As marketers, we often rely on personas to understand customers and frame messaging. This can be a valuable exercise: We create these people, give them names, and assign them attributes and interests. They help us think about our customers in a tangible way. A persona makes Walt from Milwaukee a real human, instead of a group of data points.
But personas aren’t a perfect tool. Use them wisely—and avoid falling into these traps.
Pitfall #1: Stereotypes can be misleading
It’s all too easy for a persona to become an inaccurate stereotype, as I learned when it happened to me in a recent exercise we did here at Part and Sum. Given my basic demographics (female, age 35-44, living in the Midwest), all the assumptions made about me—where I shopped, which social media platforms I like, and the number of children I have—were wrong. This experience was a great reminder that the top-level demographics that describe me, on the whole, have little to do with what I want to buy and what I’m interested in.
Solution: Think “what,” not “who”
Sometimes you need to flip personas on their head. Instead of asking who they are, investigate what people want. What problems are they trying to solve? What other brands do they admire? What causes do they engage with? And instead of focusing on demographic differences, consider what your customers have in common. For example, an eco-friendly cleaning product could appeal to suburban moms who want to protect their kids from harmful chemicals, but a young, single, urban professional may share a the exact same concern about their own health.

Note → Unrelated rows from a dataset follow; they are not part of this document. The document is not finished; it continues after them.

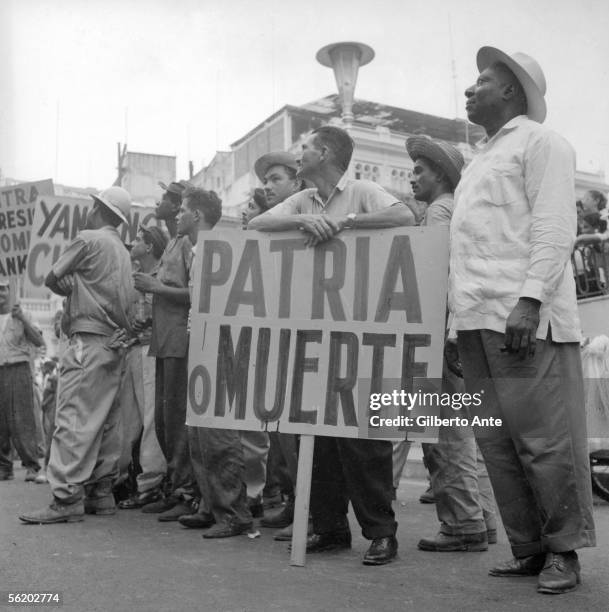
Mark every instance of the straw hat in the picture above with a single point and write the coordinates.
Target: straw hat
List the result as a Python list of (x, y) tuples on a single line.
[(527, 71), (440, 153)]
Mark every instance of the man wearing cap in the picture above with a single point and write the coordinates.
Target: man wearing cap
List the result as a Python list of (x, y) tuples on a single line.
[(17, 416), (169, 205), (95, 273), (512, 294), (169, 345), (136, 396), (344, 470), (464, 502)]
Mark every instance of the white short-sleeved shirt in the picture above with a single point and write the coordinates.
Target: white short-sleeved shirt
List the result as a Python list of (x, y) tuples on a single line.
[(349, 196)]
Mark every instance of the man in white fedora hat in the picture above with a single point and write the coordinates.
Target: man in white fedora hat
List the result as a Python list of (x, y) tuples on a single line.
[(512, 294), (460, 486), (95, 274)]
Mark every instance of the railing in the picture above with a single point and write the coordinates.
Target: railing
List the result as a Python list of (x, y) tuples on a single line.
[(591, 269)]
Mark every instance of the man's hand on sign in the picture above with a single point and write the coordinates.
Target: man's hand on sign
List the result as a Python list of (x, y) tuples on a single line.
[(521, 328), (66, 284), (319, 227), (146, 283)]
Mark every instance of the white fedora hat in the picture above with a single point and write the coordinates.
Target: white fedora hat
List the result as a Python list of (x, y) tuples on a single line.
[(527, 71)]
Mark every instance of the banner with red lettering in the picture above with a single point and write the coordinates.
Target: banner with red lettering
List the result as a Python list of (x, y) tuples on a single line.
[(17, 206), (56, 223), (300, 340)]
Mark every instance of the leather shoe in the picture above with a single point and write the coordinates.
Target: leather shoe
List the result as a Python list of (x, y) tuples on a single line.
[(381, 551), (471, 542), (56, 513), (560, 573), (519, 566), (281, 519), (173, 514), (324, 542), (227, 530), (196, 520), (140, 500)]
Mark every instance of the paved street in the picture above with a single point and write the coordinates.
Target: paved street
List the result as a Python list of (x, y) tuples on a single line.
[(132, 562)]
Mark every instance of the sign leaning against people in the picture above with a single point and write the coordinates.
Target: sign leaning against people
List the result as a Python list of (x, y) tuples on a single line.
[(295, 339)]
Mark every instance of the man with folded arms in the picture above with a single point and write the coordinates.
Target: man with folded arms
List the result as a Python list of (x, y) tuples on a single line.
[(512, 294), (95, 274), (344, 470)]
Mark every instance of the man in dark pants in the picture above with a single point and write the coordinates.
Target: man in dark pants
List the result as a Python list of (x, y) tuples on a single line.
[(169, 344), (512, 294), (360, 471)]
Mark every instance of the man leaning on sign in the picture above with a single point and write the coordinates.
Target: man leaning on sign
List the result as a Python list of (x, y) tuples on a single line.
[(512, 293), (344, 469)]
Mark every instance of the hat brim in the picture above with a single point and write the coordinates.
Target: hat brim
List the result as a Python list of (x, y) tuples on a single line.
[(420, 146), (262, 165), (536, 104), (111, 207)]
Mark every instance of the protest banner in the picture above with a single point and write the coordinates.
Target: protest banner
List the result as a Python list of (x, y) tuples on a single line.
[(296, 340), (56, 223), (17, 206)]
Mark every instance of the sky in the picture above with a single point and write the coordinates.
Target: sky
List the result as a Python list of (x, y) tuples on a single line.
[(188, 78)]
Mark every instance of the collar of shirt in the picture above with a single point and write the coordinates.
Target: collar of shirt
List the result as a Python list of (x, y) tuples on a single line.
[(340, 186), (512, 124)]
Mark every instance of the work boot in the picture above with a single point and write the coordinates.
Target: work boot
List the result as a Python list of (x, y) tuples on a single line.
[(381, 551), (55, 513), (560, 573), (471, 542), (281, 519)]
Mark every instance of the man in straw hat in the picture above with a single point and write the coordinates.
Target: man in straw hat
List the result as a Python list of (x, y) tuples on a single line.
[(512, 294), (95, 273), (464, 501)]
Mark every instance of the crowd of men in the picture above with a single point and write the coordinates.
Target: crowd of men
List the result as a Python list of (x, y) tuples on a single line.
[(513, 331)]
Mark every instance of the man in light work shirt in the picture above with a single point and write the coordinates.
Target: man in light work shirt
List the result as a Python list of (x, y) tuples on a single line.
[(95, 273), (344, 470), (512, 293), (464, 502), (17, 417)]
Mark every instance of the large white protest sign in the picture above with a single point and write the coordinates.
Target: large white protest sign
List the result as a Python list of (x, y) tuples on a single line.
[(296, 339), (56, 223), (17, 206)]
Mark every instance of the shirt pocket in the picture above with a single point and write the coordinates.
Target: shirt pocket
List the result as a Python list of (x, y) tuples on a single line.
[(503, 184)]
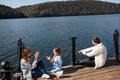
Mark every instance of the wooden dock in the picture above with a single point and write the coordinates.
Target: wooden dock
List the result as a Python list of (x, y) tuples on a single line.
[(111, 71)]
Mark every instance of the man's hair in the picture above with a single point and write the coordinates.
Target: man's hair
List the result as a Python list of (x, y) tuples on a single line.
[(96, 40), (57, 50)]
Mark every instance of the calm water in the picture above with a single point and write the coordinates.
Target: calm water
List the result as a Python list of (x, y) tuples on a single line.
[(44, 34)]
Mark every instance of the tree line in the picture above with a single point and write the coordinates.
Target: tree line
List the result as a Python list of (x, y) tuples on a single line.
[(7, 13), (65, 8)]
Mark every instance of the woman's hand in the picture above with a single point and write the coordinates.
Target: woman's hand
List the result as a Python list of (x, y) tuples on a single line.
[(36, 55)]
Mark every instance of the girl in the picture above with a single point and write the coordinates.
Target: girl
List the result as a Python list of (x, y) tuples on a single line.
[(57, 63), (28, 70)]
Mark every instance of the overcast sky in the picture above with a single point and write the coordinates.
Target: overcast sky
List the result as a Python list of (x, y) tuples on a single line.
[(18, 3)]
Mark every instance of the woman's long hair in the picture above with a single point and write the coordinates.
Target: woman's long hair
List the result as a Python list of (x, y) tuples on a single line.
[(26, 53)]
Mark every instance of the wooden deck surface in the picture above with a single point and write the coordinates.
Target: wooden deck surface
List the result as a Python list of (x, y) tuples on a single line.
[(111, 71)]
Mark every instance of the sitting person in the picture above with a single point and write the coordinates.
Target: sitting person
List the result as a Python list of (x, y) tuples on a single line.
[(57, 63), (98, 51), (28, 70)]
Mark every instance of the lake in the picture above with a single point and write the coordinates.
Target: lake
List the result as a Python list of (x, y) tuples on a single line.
[(44, 34)]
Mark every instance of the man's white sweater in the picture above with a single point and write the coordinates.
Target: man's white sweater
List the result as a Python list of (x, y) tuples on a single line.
[(100, 53)]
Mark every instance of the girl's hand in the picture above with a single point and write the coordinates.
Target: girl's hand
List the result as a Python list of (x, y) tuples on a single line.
[(36, 55)]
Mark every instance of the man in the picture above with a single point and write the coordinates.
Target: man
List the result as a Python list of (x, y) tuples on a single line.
[(98, 51)]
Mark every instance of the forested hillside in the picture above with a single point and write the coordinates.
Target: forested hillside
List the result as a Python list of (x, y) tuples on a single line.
[(70, 8), (63, 8), (7, 12)]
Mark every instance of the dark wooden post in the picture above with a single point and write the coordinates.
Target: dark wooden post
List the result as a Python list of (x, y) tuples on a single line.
[(73, 51), (20, 47), (116, 44)]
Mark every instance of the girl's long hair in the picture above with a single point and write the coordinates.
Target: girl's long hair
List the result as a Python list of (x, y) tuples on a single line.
[(25, 53)]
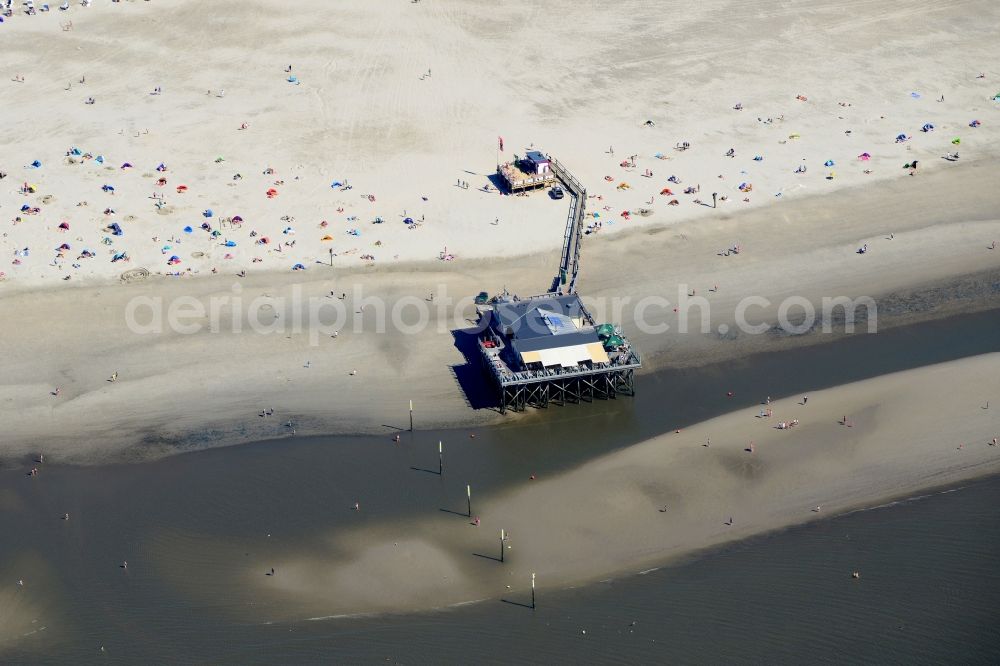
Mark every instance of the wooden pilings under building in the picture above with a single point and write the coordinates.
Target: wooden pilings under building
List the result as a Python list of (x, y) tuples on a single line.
[(568, 389), (548, 349)]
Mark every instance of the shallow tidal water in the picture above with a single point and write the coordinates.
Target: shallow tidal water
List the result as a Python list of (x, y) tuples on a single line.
[(928, 592)]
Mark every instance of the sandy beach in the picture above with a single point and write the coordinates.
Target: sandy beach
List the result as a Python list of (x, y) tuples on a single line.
[(311, 193), (179, 391)]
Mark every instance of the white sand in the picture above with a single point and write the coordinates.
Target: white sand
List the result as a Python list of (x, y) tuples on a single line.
[(213, 385), (365, 111), (908, 431)]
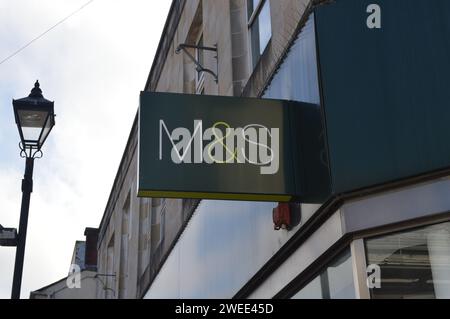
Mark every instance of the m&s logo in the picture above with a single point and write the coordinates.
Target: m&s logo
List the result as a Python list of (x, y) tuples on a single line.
[(253, 144)]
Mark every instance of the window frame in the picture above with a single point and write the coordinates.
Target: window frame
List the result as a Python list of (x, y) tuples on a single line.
[(251, 20), (200, 76)]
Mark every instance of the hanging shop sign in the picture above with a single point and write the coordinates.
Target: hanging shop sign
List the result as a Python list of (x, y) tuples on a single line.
[(385, 74), (210, 147)]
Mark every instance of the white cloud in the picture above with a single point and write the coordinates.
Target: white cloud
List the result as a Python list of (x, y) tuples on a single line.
[(93, 66)]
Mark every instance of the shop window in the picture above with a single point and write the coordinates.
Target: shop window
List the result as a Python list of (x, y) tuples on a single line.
[(413, 264), (335, 282), (260, 27)]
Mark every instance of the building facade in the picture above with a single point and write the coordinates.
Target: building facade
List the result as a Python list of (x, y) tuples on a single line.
[(390, 240)]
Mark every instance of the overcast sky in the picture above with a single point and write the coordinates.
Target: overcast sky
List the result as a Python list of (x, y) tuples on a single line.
[(93, 66)]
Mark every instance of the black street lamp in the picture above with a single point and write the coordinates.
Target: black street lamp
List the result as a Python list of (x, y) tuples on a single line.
[(35, 119)]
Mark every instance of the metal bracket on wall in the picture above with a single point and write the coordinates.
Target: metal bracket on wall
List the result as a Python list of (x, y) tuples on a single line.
[(200, 68)]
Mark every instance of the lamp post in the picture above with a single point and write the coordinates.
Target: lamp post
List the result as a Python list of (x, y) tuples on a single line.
[(35, 119)]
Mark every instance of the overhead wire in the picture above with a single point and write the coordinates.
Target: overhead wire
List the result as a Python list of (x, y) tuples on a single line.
[(45, 32)]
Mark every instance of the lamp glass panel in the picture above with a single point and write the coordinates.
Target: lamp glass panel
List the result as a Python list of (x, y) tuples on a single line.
[(31, 123), (46, 130)]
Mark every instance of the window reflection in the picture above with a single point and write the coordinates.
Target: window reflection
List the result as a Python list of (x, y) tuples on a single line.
[(414, 264), (335, 282)]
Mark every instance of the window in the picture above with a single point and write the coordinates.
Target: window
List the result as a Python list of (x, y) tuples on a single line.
[(260, 27), (413, 264), (200, 76), (335, 282)]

This shared interest opens the door to more opportunities. Both of these customers probably care about ingredient transparency. Both might be willing to pay a premium for this product, because it reflects a personal value. So, instead of building messaging around “be a better mom,” you can expand your reach by emphasizing the product’s broader value: it’s the safe, healthy way to keep your home clean.
Pitfall #2: You have too many personas
In another recent project, I worked with a client who had twelve top-line personas, each of which was broken down into several smaller categories that covered every possible use case for their entire line of products. The client recognized that this system was unwieldy: With so many personas in play, it’s hard to use them effectively, or even remember them all.
Solution: Start small and iterate
We quickly began paring down this client’s personas. For most brands, three is plenty to start with. Align these with your primary business goals and use cases. Outliers are important to recognize, but trying to cover every possibility gets confusing when teams are building out strategy, design, and marketing.
Once you have a handful of solid personas, you can begin to test messaging and see how different groups respond. From there, you can refine and narrow your customer profiles. Any personas or customer insights that don’t get used should be saved for later—this information may be helpful down the road if you need to pull in additional attributes.
Pitfall #3: Customers change faster than personas do
Locking customer groups into rigid personas may inhibit your ability to follow them from one life stage to the next. A classic marketing persona represents a customer at a moment in time. What happens when their needs or interests evolve?
Solution: Map out lifecycles to inform strategy across the customer journey
A great example of how to grow with your customers is the Honest Company, which began by appealing to new and first-time moms. Then, recognizing that moms’ needs change as their kids get older, Honest developed products and services to go from babyhood to the toddler years and beyond.
Try building out email flows to reach customers at specific milestones. Did someone buy a crate of 12-month sized diapers? Reach out a year later to highlight a sale on training pants. Knowing where your customers are right now is an important starting point, but it is just that, a starting point. People change over time, and if you don’t follow them, you run the risk of losing them.
Bottom line
Personas can focus teams and make it easier to build clear pathways for users—especially if you need to quickly segment and drive them to specific actions. However, over-reliance on personas can limit your marketing efforts, brand perception, and customer experience. By aligning strategy with what you can do for people, you’ll be able to reach more customers and highlight the true value of your brand.
So, the next time you brainstorm a new marketing plan, ask yourself: “What do my customers want? And what makes my business uniquely suited to help them achieve it?” Look for common interests and needs, and evaluate how individual moments may reflect an ongoing journey. Most important of all, remind your teams that sometimes it’s better to rally around what people want—not who they are.